To save her own skin, Christi Paschen agrees to go undercover for the Lake County Major Crimes Task Force.
"Christi agreed to wear a body wire and have a conversation with Marni and record the conversation," said Fisz.
They set up a meeting at a Denny's restaurant, and cops were listening in as Marni Yang dishes her own dirt. But as Paschen is walking in, disaster strikes. Her wire comes undone. She tucks in the wire, but she knows Yang is savvy, and if she's suspicious, she won't talk.
Paschen: "So of course I am going to finally ask the question I [----] told you I never ever wanted to know."
Yang: "What?"
Paschen: "When you hid the gun, did you hide it real well?"
Yang: "It's gone."
Marni Yang tells Christi Paschen she buried the gun in a bucket of cement, threw it in a Dumpster.
Yang: "It's under tons and tons and tons of Chicago trash. It's gone."
Paschen's in the clear. Yang never suspects her best friend just served her up to the cops.
Paschen: "Gentlemen, I sure the hell hope you heard."
But without the gun cops still don't have what they need to nail Marni Yang for first-degree murder.

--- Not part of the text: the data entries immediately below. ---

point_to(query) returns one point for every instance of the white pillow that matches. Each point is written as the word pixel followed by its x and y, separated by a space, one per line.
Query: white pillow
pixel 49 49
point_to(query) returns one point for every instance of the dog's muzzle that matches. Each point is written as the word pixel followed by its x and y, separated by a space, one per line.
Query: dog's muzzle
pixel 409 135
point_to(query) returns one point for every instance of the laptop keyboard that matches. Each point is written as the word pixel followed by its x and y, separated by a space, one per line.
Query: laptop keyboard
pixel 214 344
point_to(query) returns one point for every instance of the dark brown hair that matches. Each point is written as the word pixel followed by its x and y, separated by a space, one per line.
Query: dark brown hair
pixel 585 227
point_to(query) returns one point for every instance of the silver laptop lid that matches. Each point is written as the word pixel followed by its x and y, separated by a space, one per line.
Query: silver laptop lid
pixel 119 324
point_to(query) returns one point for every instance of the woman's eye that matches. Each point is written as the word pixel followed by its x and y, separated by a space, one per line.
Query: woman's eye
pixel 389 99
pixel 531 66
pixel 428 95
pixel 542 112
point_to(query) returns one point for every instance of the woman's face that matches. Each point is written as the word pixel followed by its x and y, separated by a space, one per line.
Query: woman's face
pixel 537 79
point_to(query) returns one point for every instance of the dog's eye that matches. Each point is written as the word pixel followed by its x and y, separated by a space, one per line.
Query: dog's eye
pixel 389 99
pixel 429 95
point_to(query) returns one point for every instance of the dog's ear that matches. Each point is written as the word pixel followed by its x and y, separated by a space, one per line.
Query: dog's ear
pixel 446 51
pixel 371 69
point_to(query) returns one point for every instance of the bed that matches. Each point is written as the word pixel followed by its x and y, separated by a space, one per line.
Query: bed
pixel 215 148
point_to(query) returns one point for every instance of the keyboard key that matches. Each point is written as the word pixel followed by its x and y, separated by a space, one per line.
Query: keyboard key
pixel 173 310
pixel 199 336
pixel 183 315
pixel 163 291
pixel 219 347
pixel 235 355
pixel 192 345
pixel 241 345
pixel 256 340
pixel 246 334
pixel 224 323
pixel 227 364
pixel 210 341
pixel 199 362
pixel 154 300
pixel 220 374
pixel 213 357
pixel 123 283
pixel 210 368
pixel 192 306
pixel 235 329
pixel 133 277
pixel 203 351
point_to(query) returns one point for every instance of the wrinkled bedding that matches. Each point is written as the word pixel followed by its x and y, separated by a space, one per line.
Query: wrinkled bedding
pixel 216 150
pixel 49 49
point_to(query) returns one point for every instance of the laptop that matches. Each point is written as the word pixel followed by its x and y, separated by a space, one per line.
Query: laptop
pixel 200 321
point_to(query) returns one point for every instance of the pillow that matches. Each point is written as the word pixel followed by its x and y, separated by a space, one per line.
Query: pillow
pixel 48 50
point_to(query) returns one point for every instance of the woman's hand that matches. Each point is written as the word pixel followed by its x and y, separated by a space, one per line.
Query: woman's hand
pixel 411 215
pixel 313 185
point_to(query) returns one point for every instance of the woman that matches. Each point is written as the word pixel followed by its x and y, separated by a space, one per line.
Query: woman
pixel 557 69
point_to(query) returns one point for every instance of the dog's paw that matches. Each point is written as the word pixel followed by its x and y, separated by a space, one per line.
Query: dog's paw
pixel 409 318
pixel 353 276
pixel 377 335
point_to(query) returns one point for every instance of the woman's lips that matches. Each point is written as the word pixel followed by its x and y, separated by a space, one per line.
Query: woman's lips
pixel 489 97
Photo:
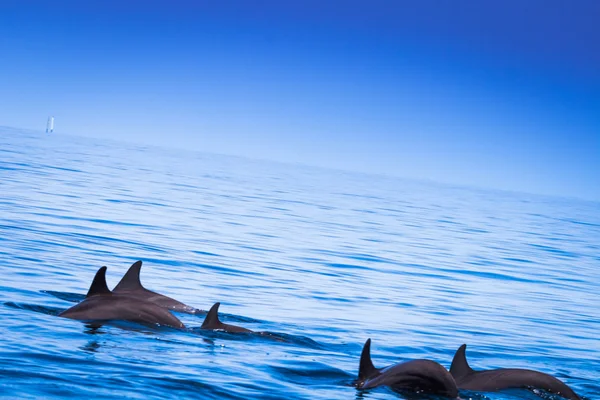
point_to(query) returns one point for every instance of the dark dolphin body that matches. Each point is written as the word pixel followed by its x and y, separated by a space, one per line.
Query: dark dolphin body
pixel 212 322
pixel 504 378
pixel 101 304
pixel 131 285
pixel 416 375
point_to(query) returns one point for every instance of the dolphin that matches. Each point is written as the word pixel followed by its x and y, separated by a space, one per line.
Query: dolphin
pixel 212 322
pixel 504 378
pixel 100 304
pixel 415 375
pixel 131 285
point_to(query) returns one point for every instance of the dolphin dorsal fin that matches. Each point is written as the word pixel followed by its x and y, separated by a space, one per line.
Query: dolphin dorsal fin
pixel 131 279
pixel 99 284
pixel 212 318
pixel 460 367
pixel 366 368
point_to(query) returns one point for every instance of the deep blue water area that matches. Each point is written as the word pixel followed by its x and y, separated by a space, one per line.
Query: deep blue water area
pixel 321 259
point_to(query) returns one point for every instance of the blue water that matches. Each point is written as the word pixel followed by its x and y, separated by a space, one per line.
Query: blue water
pixel 325 259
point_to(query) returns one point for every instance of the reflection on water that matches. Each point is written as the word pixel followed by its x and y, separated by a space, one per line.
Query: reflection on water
pixel 318 260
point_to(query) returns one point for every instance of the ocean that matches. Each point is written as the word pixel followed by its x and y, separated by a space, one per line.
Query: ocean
pixel 324 259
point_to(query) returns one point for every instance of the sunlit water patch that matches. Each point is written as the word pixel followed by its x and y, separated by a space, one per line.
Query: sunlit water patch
pixel 316 260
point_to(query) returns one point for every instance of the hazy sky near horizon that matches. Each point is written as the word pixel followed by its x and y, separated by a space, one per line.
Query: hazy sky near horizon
pixel 485 93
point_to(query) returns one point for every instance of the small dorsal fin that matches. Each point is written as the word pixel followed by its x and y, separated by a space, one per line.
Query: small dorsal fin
pixel 131 279
pixel 212 318
pixel 99 284
pixel 460 367
pixel 366 369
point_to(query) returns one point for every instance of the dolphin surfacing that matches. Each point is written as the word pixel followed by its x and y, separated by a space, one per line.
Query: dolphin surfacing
pixel 212 322
pixel 504 378
pixel 415 375
pixel 101 304
pixel 131 285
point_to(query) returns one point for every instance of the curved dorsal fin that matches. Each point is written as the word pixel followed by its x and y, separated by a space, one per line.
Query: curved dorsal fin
pixel 460 367
pixel 212 318
pixel 99 284
pixel 131 279
pixel 366 369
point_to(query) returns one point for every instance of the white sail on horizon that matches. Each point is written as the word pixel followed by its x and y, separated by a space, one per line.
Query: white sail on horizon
pixel 50 125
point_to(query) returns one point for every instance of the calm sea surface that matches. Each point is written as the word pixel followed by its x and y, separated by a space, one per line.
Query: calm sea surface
pixel 324 259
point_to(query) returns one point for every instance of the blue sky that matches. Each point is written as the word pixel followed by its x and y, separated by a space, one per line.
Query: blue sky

Detectives ask Paschen to meet Yang one more time at that Denny's. And this time Yang cooks her own goose.
Paschen: "I really did not believe you would do it."
Yang: "I didn't believe I would either."
"It's very sad," said Ari Fisz. "She talks about how she waited outside of Rhoni's apartment. And she hid behind the alcove waiting to hear the sound of the door opening and Rhoni leaving."
Paschen: "What did you see?"
Yang: "It was so dark I wasn't even positive that I was making straight shots. OK? And she started screaming, I took the first shot."
"Then she starts describing, 'I emptied a clip into her,'" said Filenko.
Yang: "And then when she went down, she took her foot and she took one good kick at me and got me in the shin. I just took one last shot and finished her off."
Marni Yang was sentenced to life in prison. She will never step foot out of prison.
Crime Watch Daily reached out to Shaun Gayle for comment, but he did not want to talk. But just after Marni Yang's sentencing the football hero said he is now forever haunted by guilt.
"If I had given the dating relationship that she wanted, this tragedy may not have happened," Shaun Gayle told reporters.
Instead of celebrating the birth of little Skylar, Rhoni Reuter's family buried them in a single casket, Rhoni eternally cradling her unborn baby in her arms.
Yang's attorneys asked for a new trial, saying the confession she gave at that restaurant was recorded illegally. They also argued that Yang was denied the opportunity to get a haircut or wear makeup during the trial, which made her appear guilty in the eyes of the jurors. That appeal was been denied. She will spend the rest her life locked up without the possibility of parole.